Chris Caulfield almost 13 years

Great explanation thanks. I opted for the redesign (type 'T' is also a template parameter) but I was just hoping I would be able to get rid of it somehow since it seemed like unnecessary duplication.
Chris Caulfield almost 13 years

My real code actually does have captured variables (usually the object on which to call the setter method) but thanks for the clarification.
Dennis Zickefoose almost 13 years

Shouldn't you be able to do something similar to that, but with &F::operator() and pointer-to-member-functions instead of analyzing F directly? That would work for lambdas that accept captures as well, I would think.
Luc Danton almost 13 years

@Dennis Hah, yes, this is allowed.

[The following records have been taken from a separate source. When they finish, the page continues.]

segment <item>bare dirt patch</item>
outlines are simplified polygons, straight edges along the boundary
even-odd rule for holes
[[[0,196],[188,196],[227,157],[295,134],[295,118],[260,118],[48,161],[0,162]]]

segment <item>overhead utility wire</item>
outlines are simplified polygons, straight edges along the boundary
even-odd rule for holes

I sure hope that my rewriting will not make me forget about the technique again.
ildjarn almost 13 years

@Dennis : That would work for lambdas, but not for hand-written polymorphic functors or functors with overloaded operator(), which makes it non-viable in my opinion.
Dennis Zickefoose almost 13 years

@ildjarn: Ah, yeah, I can see how those would interfere with a general purpose solution
doug65536 about 8 years

Originally I reported a problem with this, but now I realize that I made a mistake. Here it is online.
Justin about 7 years

Note that with C++17, you can use std::function's deduction guides. Internally, they either use function pointers or inspecting the type's operator(). This could easily be combined with a manual type trait to extract arguments and return type.